There is no article that has investigated regarding frailty management for RA patients in our investigation scope; however, some cohort studies have described regarding frailty management. Of these, Leng et al. have reported that higher serum interleukin 6 (IL-6) levels and lower hemoglobin levels were observed in the frailty subjects. They concluded that potential increase in chronic inflammation state is related to the frailty status (26, 27). These results coincide with the results of our study that CRP level correlates with the frailty status. The Asia-Pacific Clinical Practice Guidelines for the Management of Frailty strongly recommends physical activity with a resistance training component along with various other physical activities, including balance training (28). These trainings control serum IL-6, one of the myokines (29) and would be a hint to manage frailty.
We investigated whether patients with RA had a frailty risk and the factors potentially associated with the frailty score.
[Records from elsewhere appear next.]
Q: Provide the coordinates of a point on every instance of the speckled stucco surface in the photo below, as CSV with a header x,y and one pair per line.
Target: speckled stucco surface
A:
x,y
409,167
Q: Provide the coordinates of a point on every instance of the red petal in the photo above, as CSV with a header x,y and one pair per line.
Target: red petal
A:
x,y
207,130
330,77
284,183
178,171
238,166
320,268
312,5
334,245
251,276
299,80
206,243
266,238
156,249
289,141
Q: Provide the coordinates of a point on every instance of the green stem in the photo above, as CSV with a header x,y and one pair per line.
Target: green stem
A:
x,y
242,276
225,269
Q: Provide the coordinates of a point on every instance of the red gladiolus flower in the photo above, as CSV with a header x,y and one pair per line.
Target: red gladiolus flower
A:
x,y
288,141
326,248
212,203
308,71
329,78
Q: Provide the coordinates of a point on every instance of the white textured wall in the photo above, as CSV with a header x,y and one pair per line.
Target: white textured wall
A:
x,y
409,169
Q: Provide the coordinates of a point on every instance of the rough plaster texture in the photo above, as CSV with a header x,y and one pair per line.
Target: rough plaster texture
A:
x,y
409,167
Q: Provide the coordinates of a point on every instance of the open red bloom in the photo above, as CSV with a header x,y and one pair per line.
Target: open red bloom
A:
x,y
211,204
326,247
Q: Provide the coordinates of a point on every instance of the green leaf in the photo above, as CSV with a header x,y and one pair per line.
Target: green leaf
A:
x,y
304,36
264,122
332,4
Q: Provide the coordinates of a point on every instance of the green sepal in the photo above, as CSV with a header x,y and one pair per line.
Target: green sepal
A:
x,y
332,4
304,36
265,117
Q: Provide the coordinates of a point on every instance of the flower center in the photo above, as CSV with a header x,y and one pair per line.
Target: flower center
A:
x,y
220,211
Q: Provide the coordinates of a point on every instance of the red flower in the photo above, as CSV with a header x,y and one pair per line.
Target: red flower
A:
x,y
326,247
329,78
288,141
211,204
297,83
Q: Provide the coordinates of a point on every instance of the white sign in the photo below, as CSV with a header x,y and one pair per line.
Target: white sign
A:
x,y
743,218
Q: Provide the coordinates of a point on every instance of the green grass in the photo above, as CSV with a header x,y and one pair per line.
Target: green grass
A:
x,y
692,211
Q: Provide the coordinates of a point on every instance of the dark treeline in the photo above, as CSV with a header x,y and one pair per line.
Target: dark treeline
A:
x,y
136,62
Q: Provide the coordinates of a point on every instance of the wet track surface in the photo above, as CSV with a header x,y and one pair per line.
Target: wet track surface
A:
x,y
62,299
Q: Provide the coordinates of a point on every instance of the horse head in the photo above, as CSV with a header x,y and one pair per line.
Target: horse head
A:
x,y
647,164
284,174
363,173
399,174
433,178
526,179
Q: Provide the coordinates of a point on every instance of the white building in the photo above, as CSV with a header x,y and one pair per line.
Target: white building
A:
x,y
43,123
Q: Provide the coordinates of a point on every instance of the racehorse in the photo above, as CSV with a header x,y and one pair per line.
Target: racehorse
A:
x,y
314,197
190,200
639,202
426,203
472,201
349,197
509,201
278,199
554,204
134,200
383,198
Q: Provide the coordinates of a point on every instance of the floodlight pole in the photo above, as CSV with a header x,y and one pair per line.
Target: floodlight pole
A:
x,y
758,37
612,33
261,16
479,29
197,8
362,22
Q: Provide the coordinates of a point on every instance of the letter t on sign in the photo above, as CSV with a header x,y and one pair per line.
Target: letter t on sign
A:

Although many factors, such as aging, being treated for dementia, GCS administration, ADL decline, especially particularly gait function or speed, and number of comorbidities, are confounded, RA patients may have a risk of falling into frailty in a younger age than those who are not suffering from RA. Elderly RA patients ≥ 60 have a strong risk of frailty or pre-frailty; therefore, controlling the physical functions of these patients is essential to avoid frailty.